PCMCIA and CardBus socket services and host bridges
The kernel's PC Card subsystem, covering both 16-bit PCMCIA cards and 32-bit CardBus cards. It provides core socket services plus host-bridge drivers, including Yenta-compatible bridges and several embedded/SoC controllers. PCMCIA slots were standard on 1990s laptops, were largely replaced by ExpressCard around 2003, and had vanished from new mainstream machines by 2010.
recommendation
Worth keeping but documenting as legacy support. PC Card slots disappeared from mainstream laptops after ExpressCard arrived in 2003 and have not shipped in new consumer hardware for well over a decade, but the subsystem still sees real maintenance (dozens of commits and contributors in recent years) and is needed by people running older laptops, industrial/embedded boards, and fielded legacy equipment. There is no sign of an active removal effort, so it should remain available while being clearly labelled as legacy.
repository signals
sources
- git.kernel.org
The directory is the kernel PCCard/PCMCIA/CardBus subsystem, including 16-bit PCMCIA, 32-bit CardBus, yenta bridges, and several old embedded/SoC socket drivers.
- cateee.net
CONFIG_PCCARD remains present through current kernel heads, indicating the subsystem is still upstream and buildable rather than already removed.
- cateee.net
CONFIG_PCMCIA is explicitly described as support for older 16-bit PC Cards, reinforcing that this is legacy hardware support.
- en.wikipedia.org
PC Card was superseded by ExpressCard in 2003 and is technologically obsolete in new mainstream systems.

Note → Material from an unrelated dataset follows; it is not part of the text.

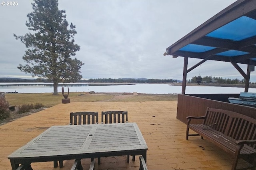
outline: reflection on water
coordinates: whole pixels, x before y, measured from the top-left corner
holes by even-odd
[[[96,93],[116,92],[144,93],[150,94],[168,94],[181,93],[182,87],[170,86],[170,84],[94,84],[68,83],[59,84],[58,91],[61,93],[61,88],[65,87],[64,91],[69,88],[70,92],[88,92],[93,91]],[[186,94],[240,94],[244,91],[244,88],[210,86],[187,86]],[[249,92],[255,92],[256,89],[249,88]],[[52,93],[52,83],[3,83],[0,84],[0,92],[17,92],[20,93]]]
[[[85,87],[89,86],[122,86],[132,85],[131,84],[59,84],[58,87]],[[6,88],[40,88],[44,87],[53,87],[53,84],[18,84],[12,83],[5,83],[0,84],[0,89]]]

codex reasoning notes (technical)
Local tree inspection (`rg`, `sed`) shows this is a real driver subsystem for PCMCIA/CardBus core plus socket/bridge drivers, not a helper-only directory. Provided repo metadata shows active maintenance (68 substantive commits in 5y, most recent substantive touch 2026-01-27, 41 authors), so this is not dormant. `lore_file_timeline` on `drivers/pcmcia/` returned no directory-level hits, which does not support an active removal campaign at that path granularity; a follow-up `lore_regex` removal scan timed out, so there is no positive lore evidence here for imminent removal. Deployment is low because PC Card/CardBus hardware is long obsolete in mainstream new systems and survives mainly in legacy laptops, industrial/embedded boards, and retro/fielded equipment. Recommendation is `keep-annotate`: keep upstream because maintenance is still real, but annotate/document it as legacy hardware support. Sources obtained via local tree inspection plus canonical kernel.org URL recall, and `web.search_query` results for LKDDb/Wikipedia.